7 Terraces on Lisbon’s 7 Hills

At the top of monuments or at the top of hills, Lisbon is known as a photogenic city forcing you to stop to take photos or to simply admire the views. The city’s legendary seven hills are all topped by gardens or terraces meant for exactly that, and although there are many viewpoints that you’ll want to check out, these are the seven where you’ll get seven different perspectives of the city, perfect during spring and summer.

Parque Eduardo VII, Lisbon

PARQUE EDUARDO VII
Edward VII Park ascends a hill from downtown to uptown, and at the top you’ll find a terrace where tourists stop to take photos of the historic center framed by two hills. To the left is the hill topped by the castle, and to the right is Bairro Alto.

Miradouro do Torel, Lisbon

MIRADOURO DO TOREL
Most guidebooks forget this terrace which is a small garden on a hill above Avenida da Liberdade, reached with the help of the Lavra funicular or after a steep climb. So most people you’ll find here are locals, usually reading a book or enjoying a light meal at the café on the lower level. From here you get to see 20th-century Lisbon, as well as most of downtown all the way to the triumphal arch.

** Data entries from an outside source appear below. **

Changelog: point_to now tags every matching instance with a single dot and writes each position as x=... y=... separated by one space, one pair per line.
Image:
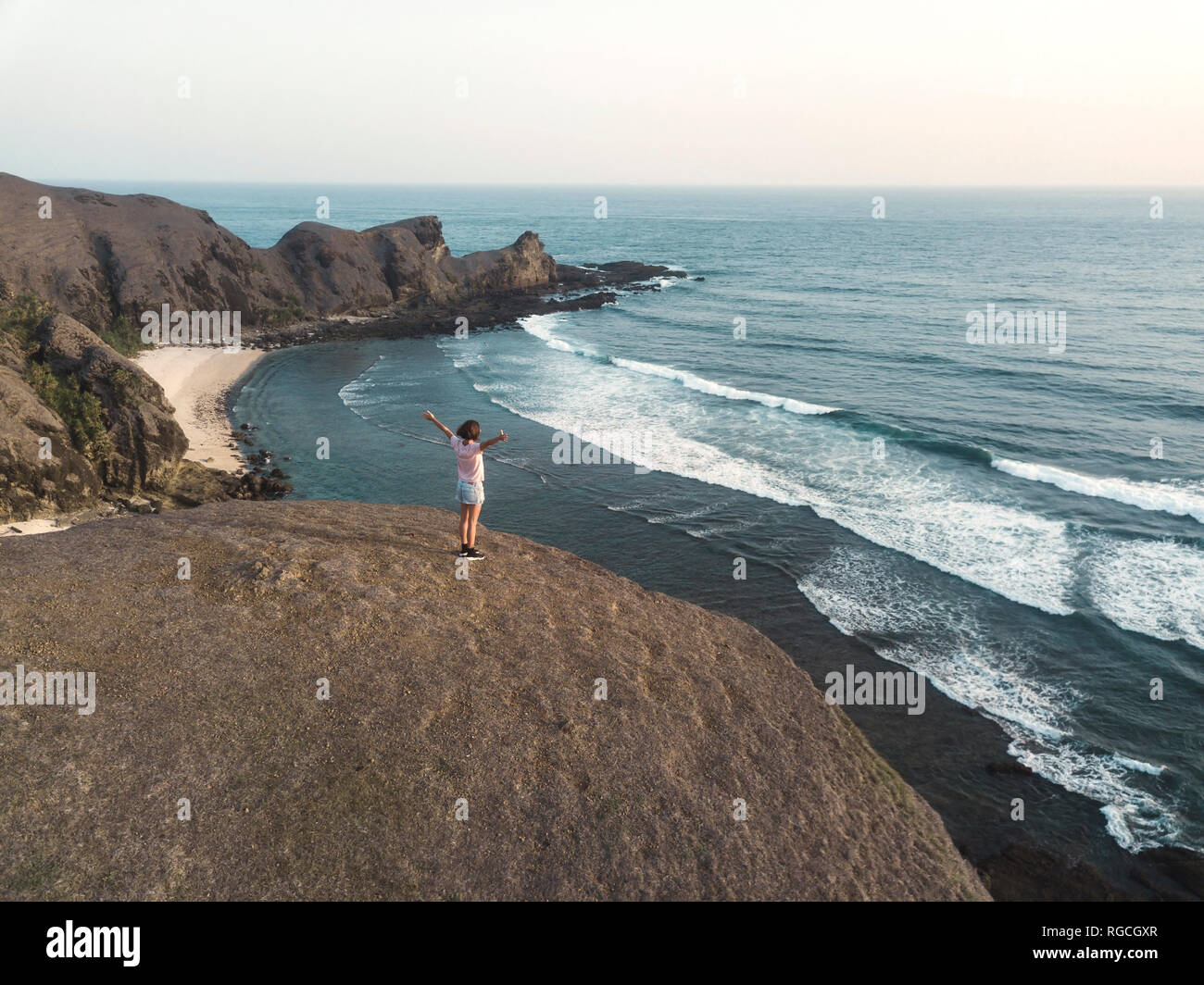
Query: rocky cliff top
x=440 y=689
x=99 y=256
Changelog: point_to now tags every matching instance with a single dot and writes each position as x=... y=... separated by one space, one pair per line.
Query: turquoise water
x=1022 y=523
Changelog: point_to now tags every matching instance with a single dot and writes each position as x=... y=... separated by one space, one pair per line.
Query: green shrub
x=124 y=336
x=22 y=317
x=289 y=312
x=79 y=408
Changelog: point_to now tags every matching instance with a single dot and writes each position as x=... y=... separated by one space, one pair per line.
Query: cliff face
x=99 y=256
x=478 y=692
x=107 y=423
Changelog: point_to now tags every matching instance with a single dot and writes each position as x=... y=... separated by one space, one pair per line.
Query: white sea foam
x=959 y=655
x=719 y=389
x=541 y=327
x=931 y=508
x=1155 y=588
x=1166 y=497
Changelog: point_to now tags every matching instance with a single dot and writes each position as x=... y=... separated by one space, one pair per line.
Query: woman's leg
x=465 y=509
x=472 y=515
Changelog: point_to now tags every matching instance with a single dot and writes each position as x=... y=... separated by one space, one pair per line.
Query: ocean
x=1018 y=520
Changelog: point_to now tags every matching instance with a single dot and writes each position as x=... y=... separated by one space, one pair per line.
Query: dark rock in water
x=212 y=695
x=1008 y=767
x=1024 y=872
x=621 y=272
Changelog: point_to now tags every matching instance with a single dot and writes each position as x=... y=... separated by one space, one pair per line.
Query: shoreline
x=1063 y=853
x=199 y=381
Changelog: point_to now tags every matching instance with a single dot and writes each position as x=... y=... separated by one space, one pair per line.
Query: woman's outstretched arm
x=434 y=420
x=501 y=436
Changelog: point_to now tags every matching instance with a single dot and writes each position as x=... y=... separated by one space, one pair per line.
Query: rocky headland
x=84 y=425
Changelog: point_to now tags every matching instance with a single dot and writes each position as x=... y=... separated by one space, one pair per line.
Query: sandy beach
x=196 y=380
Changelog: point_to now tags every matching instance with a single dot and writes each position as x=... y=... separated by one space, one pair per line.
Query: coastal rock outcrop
x=79 y=421
x=540 y=729
x=147 y=443
x=36 y=477
x=100 y=256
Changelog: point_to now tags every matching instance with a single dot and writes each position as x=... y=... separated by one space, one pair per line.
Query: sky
x=743 y=92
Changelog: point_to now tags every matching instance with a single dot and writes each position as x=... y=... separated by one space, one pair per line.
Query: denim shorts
x=472 y=492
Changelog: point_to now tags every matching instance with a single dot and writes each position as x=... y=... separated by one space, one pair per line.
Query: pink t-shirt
x=469 y=461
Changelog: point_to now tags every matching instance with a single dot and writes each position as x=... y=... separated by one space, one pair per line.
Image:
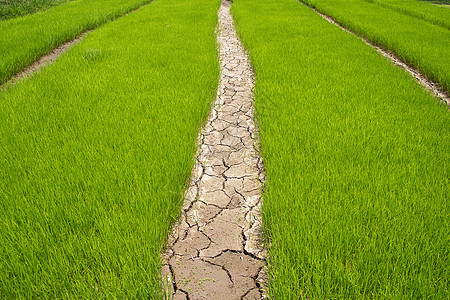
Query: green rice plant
x=421 y=44
x=24 y=40
x=95 y=152
x=437 y=15
x=16 y=8
x=356 y=204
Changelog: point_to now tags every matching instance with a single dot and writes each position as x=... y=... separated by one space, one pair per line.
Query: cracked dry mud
x=215 y=250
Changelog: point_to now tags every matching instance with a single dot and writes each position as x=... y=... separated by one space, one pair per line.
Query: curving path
x=215 y=251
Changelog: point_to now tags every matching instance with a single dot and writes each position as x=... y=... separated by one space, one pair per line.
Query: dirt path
x=51 y=57
x=431 y=86
x=215 y=250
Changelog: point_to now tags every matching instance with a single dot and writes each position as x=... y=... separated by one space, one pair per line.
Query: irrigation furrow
x=215 y=250
x=52 y=55
x=45 y=60
x=431 y=86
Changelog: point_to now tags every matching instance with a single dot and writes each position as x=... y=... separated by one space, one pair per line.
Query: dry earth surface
x=215 y=250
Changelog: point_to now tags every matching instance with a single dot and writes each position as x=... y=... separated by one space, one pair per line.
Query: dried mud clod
x=215 y=250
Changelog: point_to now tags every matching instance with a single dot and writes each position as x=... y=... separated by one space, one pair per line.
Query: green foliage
x=95 y=152
x=15 y=8
x=421 y=10
x=24 y=40
x=357 y=159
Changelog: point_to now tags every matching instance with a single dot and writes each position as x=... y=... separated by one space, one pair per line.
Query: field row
x=356 y=201
x=23 y=40
x=96 y=150
x=421 y=44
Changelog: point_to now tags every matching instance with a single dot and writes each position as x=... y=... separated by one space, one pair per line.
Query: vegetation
x=357 y=158
x=15 y=8
x=95 y=151
x=24 y=40
x=418 y=9
x=421 y=44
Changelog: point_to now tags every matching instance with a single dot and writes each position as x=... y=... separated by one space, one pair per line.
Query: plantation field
x=418 y=42
x=15 y=8
x=422 y=10
x=24 y=40
x=357 y=159
x=95 y=151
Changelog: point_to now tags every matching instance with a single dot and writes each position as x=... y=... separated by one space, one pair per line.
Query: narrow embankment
x=216 y=250
x=356 y=158
x=24 y=40
x=422 y=45
x=431 y=86
x=95 y=152
x=423 y=10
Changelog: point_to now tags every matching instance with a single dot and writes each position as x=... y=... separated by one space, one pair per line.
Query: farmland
x=24 y=40
x=422 y=10
x=15 y=8
x=418 y=42
x=95 y=152
x=97 y=149
x=356 y=203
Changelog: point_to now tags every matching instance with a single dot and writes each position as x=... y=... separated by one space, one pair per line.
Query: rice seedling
x=418 y=42
x=24 y=40
x=95 y=151
x=357 y=158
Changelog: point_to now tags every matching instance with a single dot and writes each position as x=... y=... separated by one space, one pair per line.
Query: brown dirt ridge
x=215 y=250
x=431 y=86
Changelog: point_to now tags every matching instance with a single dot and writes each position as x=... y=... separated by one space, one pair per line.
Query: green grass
x=95 y=152
x=447 y=2
x=24 y=40
x=421 y=44
x=16 y=8
x=422 y=10
x=356 y=204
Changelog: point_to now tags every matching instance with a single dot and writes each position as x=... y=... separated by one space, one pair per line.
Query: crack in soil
x=215 y=250
x=428 y=84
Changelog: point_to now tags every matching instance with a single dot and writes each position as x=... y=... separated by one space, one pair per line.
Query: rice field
x=95 y=152
x=96 y=149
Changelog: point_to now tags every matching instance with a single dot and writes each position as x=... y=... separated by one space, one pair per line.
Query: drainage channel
x=215 y=250
x=435 y=89
x=53 y=55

Miradouro da Graça, Lisbon

MIRADOURO DA GRAÇA
The local favorite for its kiosk café open until late, this shaded terrace across from a church rebuilt in the late 1700s offers a view often painted by artists. You’ll photograph the castle right in front of you, with the bridge seen behind the hill.

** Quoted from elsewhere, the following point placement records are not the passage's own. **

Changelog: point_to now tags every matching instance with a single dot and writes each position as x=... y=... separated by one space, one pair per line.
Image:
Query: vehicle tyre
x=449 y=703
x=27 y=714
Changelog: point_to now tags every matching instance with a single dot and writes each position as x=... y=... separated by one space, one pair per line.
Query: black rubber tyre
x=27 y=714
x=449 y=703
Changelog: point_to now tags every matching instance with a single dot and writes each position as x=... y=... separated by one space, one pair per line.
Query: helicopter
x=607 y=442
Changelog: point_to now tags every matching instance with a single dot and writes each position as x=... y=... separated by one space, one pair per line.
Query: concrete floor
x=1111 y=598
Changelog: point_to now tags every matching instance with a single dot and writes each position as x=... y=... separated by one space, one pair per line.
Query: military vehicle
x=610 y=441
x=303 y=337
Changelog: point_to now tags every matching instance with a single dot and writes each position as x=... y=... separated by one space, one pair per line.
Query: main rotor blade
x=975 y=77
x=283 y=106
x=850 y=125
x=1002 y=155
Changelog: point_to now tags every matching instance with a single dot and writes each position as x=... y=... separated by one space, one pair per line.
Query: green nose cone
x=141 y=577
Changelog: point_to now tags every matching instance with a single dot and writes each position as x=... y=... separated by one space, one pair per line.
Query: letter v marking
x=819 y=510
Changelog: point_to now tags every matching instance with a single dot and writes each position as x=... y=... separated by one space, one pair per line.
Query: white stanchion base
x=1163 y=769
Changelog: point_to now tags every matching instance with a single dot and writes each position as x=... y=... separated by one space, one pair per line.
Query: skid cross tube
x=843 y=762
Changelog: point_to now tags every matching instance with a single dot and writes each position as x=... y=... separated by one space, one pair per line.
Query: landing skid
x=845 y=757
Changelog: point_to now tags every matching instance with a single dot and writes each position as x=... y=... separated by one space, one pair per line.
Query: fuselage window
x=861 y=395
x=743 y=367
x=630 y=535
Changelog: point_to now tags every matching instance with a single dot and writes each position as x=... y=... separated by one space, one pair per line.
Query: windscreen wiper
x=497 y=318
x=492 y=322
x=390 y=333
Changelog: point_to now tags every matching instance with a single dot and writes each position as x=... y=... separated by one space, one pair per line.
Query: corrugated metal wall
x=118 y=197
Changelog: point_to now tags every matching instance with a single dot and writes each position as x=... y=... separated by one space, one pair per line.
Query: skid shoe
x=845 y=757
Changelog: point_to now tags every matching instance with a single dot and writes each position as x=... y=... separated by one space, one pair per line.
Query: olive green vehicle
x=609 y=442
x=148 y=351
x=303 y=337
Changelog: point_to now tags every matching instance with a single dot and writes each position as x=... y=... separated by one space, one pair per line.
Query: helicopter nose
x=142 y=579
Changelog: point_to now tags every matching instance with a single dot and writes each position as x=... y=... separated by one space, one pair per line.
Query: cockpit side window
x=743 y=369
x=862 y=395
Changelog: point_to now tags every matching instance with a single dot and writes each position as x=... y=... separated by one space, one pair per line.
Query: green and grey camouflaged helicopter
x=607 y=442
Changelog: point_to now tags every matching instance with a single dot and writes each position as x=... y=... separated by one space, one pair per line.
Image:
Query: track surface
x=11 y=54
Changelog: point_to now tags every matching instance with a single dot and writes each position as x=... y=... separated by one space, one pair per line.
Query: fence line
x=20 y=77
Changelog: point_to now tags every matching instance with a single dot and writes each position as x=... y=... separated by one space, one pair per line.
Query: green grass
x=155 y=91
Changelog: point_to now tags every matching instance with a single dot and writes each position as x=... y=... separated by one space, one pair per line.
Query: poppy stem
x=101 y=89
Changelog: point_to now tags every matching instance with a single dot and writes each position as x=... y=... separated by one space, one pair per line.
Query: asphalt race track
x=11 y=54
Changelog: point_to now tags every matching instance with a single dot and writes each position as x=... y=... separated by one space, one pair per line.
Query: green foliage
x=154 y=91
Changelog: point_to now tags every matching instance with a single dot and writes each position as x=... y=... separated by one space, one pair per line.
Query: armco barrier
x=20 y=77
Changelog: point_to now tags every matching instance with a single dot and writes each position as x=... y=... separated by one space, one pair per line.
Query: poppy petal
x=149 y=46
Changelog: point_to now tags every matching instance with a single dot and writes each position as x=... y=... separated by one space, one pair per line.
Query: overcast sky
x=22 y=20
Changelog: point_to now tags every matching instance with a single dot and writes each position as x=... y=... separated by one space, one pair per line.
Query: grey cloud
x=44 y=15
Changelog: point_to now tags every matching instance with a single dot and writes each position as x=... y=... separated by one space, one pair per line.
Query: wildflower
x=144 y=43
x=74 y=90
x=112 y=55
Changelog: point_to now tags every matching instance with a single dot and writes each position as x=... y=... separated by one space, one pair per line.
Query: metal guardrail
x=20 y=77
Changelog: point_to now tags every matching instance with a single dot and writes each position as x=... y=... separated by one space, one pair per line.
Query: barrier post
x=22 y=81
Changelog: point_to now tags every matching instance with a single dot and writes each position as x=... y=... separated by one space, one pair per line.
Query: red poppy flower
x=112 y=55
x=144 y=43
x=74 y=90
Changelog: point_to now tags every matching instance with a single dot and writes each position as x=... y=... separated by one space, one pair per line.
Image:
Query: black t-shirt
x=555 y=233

Miradouro da Senhora do Monte, Lisbon

MIRADOURO DA SENHORA DO MONTE
Not far from Graça is this terrace at the city’s highest point. It offers a huge panoramic view that goes from Lisbon’s oldest neighborhood to the east, to the modern neighborhoods to the west and north. It’s usually the calmest terrace of all, with very few tourists and only a few young couples.

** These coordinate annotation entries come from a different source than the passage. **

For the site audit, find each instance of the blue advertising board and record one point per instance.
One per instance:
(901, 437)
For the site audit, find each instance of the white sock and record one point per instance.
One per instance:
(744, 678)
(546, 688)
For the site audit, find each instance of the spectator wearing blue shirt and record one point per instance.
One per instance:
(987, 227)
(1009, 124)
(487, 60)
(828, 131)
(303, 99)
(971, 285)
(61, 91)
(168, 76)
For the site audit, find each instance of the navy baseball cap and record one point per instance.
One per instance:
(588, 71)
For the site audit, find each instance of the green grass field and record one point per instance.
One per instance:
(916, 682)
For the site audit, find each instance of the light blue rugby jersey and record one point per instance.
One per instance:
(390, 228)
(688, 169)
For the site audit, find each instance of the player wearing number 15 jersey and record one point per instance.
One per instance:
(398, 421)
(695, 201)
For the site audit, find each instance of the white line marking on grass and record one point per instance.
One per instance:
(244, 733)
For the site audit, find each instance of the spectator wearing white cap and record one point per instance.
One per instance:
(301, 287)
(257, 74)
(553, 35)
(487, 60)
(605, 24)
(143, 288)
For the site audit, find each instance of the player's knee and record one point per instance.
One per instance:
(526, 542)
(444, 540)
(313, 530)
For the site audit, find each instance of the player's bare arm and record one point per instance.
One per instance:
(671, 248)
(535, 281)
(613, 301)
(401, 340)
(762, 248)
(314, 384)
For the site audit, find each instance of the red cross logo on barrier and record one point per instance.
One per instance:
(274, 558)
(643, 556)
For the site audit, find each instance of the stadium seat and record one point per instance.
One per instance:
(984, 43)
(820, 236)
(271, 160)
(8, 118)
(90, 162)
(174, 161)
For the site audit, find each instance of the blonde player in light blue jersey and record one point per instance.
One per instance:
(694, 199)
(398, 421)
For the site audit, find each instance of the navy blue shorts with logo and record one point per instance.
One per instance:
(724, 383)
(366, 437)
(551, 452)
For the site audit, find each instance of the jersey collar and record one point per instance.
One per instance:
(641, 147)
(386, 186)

Miradouro das Portas do Sol, Lisbon

MIRADOURO DAS PORTAS DO SOL
This is a postcard terrace, with views of white buildings, church towers and domes descending the hill towards the water. It’s a mix of old Mediterranean village, Portuguese fishing town and Santorini-like descent in the middle of the city, and there are cafés inviting you to sit for a while.

Miradouro de São Pedro de Alcântara, Lisbon

MIRADOURO DE SÃO PEDRO DE ALCÂNTARA
Many choose this as their favorite, and it’s easily the most romantic. Found at the doorstep of Bairro Alto’s grid of streets, it has an upper and lower level, with fountains and a landscaped garden. From here you can see the castle up on the hill across from you, and the towers of the cathedral. There are two kiosk cafés where you can have a drink as you admire it all.

Miradouro de Santa Catarina, Lisbon

MIRADOURO DE SANTA CATARINA
It doesn’t have the prettiest view (it looks out to the port of Lisbon), but this is a favorite at sunset. It attracts all kinds of people, young and older, local and tourist, bohemians and yuppies, to simply sit and chat among friends, or have a drink at the cafés.